Die FDP ist nämlich so mittelalterlich wie Luther: Selbstkasteiung ist geil!
Woher kommt eigentlich dieser Wille zum Selberauspeitschen durch mehr Leistung im Beruf? Warum spielen wir alle dieses "SadoMaso-Spiel" von "ich bin rechtschaffend und fleißig, du aber hoffentlich auch, und ich aber noch viel mehr!".
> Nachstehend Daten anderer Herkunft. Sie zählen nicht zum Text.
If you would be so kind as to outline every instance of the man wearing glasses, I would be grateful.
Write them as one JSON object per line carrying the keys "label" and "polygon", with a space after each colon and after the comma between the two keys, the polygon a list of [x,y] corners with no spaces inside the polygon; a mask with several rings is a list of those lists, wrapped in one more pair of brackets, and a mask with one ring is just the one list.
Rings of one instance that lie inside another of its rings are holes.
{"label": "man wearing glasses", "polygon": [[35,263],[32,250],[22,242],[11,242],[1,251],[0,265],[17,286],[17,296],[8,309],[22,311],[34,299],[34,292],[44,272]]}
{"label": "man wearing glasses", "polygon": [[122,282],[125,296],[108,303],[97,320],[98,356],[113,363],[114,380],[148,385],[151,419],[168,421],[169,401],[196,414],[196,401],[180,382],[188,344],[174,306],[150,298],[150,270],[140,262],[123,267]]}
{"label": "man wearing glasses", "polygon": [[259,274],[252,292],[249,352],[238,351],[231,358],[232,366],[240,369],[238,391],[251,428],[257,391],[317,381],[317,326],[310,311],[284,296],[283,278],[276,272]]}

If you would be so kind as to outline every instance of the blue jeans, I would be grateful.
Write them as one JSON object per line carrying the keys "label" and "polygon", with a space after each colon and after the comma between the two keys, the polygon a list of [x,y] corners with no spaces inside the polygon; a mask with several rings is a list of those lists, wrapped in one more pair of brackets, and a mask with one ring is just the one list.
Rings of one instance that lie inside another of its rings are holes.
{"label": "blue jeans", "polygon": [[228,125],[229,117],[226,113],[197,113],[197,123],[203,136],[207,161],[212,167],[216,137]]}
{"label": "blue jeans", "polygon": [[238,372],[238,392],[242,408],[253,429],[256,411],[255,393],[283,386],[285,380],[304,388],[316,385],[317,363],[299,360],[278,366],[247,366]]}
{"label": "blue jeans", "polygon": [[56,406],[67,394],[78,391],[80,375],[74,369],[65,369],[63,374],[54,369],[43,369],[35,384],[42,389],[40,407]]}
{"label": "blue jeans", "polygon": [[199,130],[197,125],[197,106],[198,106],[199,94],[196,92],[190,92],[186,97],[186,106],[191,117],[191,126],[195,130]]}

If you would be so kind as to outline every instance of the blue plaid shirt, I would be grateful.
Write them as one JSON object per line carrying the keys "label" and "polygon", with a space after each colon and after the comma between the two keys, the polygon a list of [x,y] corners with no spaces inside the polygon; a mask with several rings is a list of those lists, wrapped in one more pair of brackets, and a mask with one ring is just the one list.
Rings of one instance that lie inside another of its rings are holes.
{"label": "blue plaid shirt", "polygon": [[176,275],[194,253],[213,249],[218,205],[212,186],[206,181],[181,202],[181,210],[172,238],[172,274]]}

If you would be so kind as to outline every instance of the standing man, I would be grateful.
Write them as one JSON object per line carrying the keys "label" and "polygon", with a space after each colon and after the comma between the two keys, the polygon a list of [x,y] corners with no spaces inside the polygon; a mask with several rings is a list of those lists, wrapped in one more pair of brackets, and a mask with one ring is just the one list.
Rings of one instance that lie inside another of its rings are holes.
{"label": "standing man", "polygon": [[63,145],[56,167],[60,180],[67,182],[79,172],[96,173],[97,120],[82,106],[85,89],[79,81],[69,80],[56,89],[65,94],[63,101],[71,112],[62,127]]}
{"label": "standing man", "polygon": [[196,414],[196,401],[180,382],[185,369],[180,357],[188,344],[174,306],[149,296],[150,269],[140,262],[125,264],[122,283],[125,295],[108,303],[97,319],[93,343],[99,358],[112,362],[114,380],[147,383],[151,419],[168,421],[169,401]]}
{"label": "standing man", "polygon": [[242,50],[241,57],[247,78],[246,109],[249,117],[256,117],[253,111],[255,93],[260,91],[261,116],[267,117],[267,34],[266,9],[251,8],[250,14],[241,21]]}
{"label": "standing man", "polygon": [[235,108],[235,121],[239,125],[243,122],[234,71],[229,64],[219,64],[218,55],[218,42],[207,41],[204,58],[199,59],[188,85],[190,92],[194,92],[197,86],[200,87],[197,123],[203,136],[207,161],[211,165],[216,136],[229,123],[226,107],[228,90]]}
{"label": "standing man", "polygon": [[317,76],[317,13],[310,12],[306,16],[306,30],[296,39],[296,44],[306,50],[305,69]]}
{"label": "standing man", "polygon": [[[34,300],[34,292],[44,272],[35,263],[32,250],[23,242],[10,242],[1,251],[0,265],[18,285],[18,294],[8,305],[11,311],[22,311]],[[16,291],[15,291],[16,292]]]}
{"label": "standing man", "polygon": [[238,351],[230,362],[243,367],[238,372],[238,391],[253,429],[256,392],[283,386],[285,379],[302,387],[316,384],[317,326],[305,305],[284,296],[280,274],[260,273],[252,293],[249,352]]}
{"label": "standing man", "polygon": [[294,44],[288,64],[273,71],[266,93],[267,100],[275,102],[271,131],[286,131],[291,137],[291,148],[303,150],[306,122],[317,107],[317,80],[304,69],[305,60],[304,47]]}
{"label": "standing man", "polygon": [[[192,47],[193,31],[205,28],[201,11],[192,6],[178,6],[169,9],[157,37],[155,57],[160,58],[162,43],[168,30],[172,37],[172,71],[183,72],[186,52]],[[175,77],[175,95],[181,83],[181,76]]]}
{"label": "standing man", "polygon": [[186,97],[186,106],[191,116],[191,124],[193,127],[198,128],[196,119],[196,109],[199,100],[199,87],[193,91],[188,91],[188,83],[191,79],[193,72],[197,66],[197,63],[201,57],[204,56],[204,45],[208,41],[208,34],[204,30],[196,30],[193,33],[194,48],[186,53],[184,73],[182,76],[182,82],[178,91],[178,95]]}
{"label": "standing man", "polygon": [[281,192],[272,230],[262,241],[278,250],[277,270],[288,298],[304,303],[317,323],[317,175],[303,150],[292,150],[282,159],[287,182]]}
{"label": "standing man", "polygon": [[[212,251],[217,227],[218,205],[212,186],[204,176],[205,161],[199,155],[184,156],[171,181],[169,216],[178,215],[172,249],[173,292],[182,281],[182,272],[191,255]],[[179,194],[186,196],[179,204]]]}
SF2000 hatte es bereits gesagt: Der Luther ist an allem schuld. Der gute Martin Luther nämlich, der hat gewollt, dass wir alle schon auf der Erde selig werden, damit wir in den Himmel kommen. Der hat nämlich damals Zustände vorgefunden, wo hurende, saufende Katholiken auf ein frommes, gotteswürdiges Leben geschissen haben, weil sie eh durch die Beichte und die letzten Sakremente gerettet werden. (So ein dummer Systemfehler in der gottgewollten Ordnung aber auch!) Martin Luther wollte diesen Misständen ein Ende bereiten und den Menschen stattdessen Anstand und sowas wie Respekt voreinander einprügeln, damit es wenigstens überhaupt sowas wie Verantwortungsbewusstsein, Menschenachtung und gesellschaftlichen Fortschritt geben konnte!
Leider haben sich diese Werte in der heutigen Überflussgesellschaft in gewisser Weise überholt. Selig werden nur noch wenige und die anderen sollen die Schnauze halten und ja nicht die Systemfrage stellen, damit die Priester der Religion weitermachen können wie bisher. Aber schuften tun ja angeblich alle und gerecht werden nur die Fleißigen! (Siehe Beispiel Chefarzt und Krankenschwester. Nehmen Sie aber auch gerne Heuschreckenbanker und Konzernmanager!) In diesem Sinne ist der von der FDP propagierte Leitsatz "Leistung durch Freiheit durch Selbstknechtung" mittlerweile "Old School", wenn nicht sogar überaus konservativ und auf die heutige Zeit betrachtet "total veraltet".
Das, was "Leistungsdenken" heute ist, können Sie mit "Fortschritt" überhaupt nicht mehr gleichsetzen. (Und Tatsache ist: die FDP propagiert diesen Zusammenhang auch gar nicht mehr. Lauschen Sie mal ganz genau hin!) Menschlicher Fortschritt ist nämlich heute nicht mehr Bestandteil der FDP-Leitsätze. Für ein "besseres Leben für alle" einzutreten hat die Partei beim Übergang in den Dienstleistungskapitalismus wohl überhaupt nicht mehr daran gedacht.
Wahrscheinlich zuviel Schampus gesoffen.